Quickstart: from SMILES to report in minutes
This guide runs the full “happy path” on the included sample file (examples/example.smi). It produces a
wide results table, then creates a shareable report bundle and HTML picklists.
1) Install (recommended: conda)
This is the most reliable public setup for RDKit-based calculators.
git clone https://github.com/kelokely/-molprop-toolkit.git molprop-toolkit
cd molprop-toolkit
conda env create -f environment.yml
conda activate molprop-toolkit
pip install -e ".[dev,parquet]"
2) Generate a results table (v5)
The v5 calculator includes solubility/permeability/PK heuristics and supports optional 3D descriptors.
Output format is inferred from the filename extension: .csv, .tsv, or .parquet.
# CSV
molprop-calc-v5 examples/example.smi -o results.csv
# Parquet (recommended for large libraries)
molprop-calc-v5 examples/example.smi -o results.parquet
# sanity check: list analysis categories present
molprop-analyze results.parquet --list
Parquet requires pyarrow. Install via pip install "molprop-toolkit[parquet]" or pip install pyarrow.
3) Build a report bundle (Markdown + HTML)
Creates a timestamped folder under reports/ with report and plots. Accepts CSV/TSV/Parquet.
molprop-report results.parquet
Look for an output path like reports/results_report_YYYYMMDD_HHMMSS/report.html.
4) Generate picklists (CSV + HTML)
Picklists are operational “decision lists” derived from filters and sorts.
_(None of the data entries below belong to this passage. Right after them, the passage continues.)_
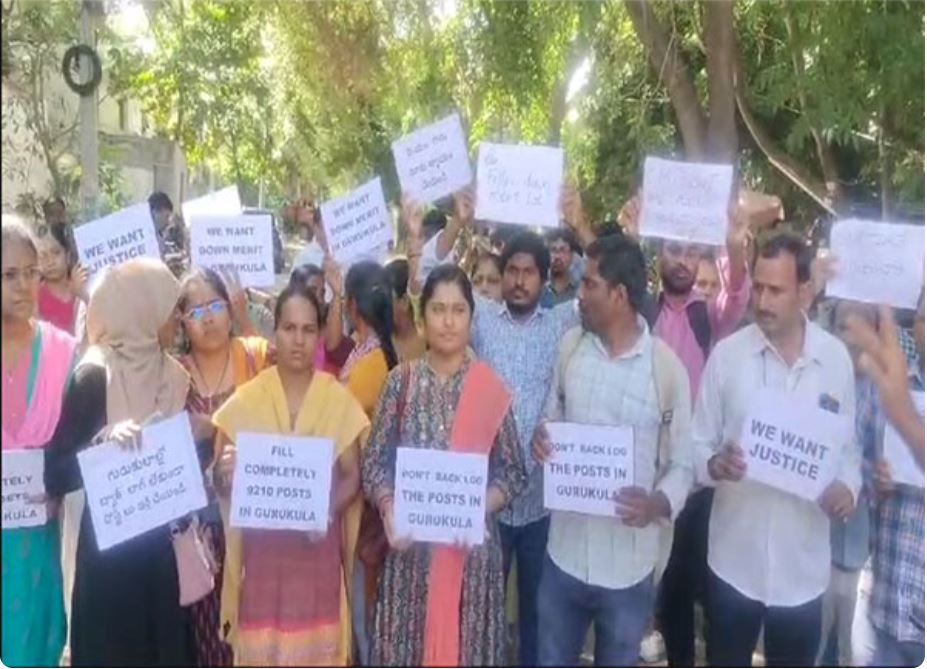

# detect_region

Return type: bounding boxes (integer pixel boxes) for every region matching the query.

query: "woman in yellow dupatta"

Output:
[212,282,369,667]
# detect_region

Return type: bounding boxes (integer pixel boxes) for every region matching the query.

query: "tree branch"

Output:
[783,7,842,209]
[625,0,707,158]
[732,57,835,215]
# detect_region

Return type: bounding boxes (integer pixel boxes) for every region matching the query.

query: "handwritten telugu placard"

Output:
[474,142,564,228]
[393,447,488,546]
[641,157,733,246]
[826,219,925,310]
[393,113,473,204]
[190,214,275,287]
[543,422,635,517]
[740,389,851,502]
[78,413,207,550]
[181,186,242,225]
[1,449,47,529]
[320,177,393,265]
[229,433,334,532]
[883,390,925,489]
[74,203,161,278]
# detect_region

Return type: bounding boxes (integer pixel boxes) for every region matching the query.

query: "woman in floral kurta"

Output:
[361,264,527,667]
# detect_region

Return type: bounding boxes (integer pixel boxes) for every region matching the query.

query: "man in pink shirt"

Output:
[618,189,778,667]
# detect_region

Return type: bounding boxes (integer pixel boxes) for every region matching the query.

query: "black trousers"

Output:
[656,487,713,666]
[706,569,822,667]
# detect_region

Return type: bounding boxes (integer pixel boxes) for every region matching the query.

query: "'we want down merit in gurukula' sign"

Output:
[740,388,852,502]
[190,214,276,288]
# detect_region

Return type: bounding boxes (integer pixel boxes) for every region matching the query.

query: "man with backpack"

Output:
[618,190,765,666]
[531,233,693,666]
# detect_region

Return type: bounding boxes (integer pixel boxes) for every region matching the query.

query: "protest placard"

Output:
[78,412,207,551]
[73,203,161,278]
[740,389,852,502]
[190,214,275,287]
[393,447,488,546]
[826,219,925,310]
[320,177,393,265]
[229,433,334,532]
[392,113,472,204]
[182,186,242,225]
[474,142,563,228]
[641,157,733,246]
[543,422,635,517]
[883,391,925,489]
[1,449,46,529]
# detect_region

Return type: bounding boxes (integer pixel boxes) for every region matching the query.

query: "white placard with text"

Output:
[79,413,207,550]
[1,449,47,529]
[475,142,564,228]
[393,113,472,204]
[229,432,334,532]
[190,214,275,287]
[393,447,488,546]
[74,203,161,278]
[641,157,733,246]
[543,422,635,517]
[320,177,393,265]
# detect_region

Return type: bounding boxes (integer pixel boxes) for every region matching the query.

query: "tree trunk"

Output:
[625,0,707,158]
[704,0,737,161]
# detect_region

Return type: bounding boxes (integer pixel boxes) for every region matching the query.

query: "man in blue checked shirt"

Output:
[467,188,596,666]
[851,293,925,667]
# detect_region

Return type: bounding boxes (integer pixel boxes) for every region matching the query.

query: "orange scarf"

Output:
[422,361,513,667]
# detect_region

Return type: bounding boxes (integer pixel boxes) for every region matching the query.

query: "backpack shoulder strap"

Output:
[556,326,585,405]
[397,362,412,438]
[650,337,678,473]
[685,299,712,361]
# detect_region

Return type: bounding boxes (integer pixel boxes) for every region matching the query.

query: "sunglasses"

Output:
[184,299,228,321]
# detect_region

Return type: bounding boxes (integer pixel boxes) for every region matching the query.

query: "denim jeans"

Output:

Accepts CSV/TSV/Parquet.
# built-in picklists
molprop-picklists results.parquet --html
# list built-ins
molprop-picklists results.parquet --list-builtins
Optional: retrosynthesis planning (offline)
If you install AiZynthFinder and download its public model/stock bundle, you can generate retrosynthesis routes and browse them as an HTML site.
pip install -e .[retro]
# download AiZynthFinder public data + config
download_public_data aizynth_data
# run retrosynthesis on your results table
molprop-retro results.csv --config aizynth_data/config.yml --top-routes 5 --nproc 4
Notes: structure-of-record SMILES
Many tools need a single “structure-of-record” SMILES column. By default, MolProp Toolkit will prefer
Calc_Canonical_SMILES when present (the exact structure used for descriptor calculation), and will fall back
to Calc_Base_SMILES → Canonical_SMILES → Input_Canonical_SMILES → SMILES. You can override
this in individual tools with --smiles-col.
Common gotchas (public installs)
If the calculators fail to import RDKit, confirm you activated the conda environment before running the CLI.
If you only want to analyze an existing results table, you can run molprop-analyze, molprop-report,
and molprop-picklists as long as your file contains the expected columns (CSV/TSV/Parquet supported).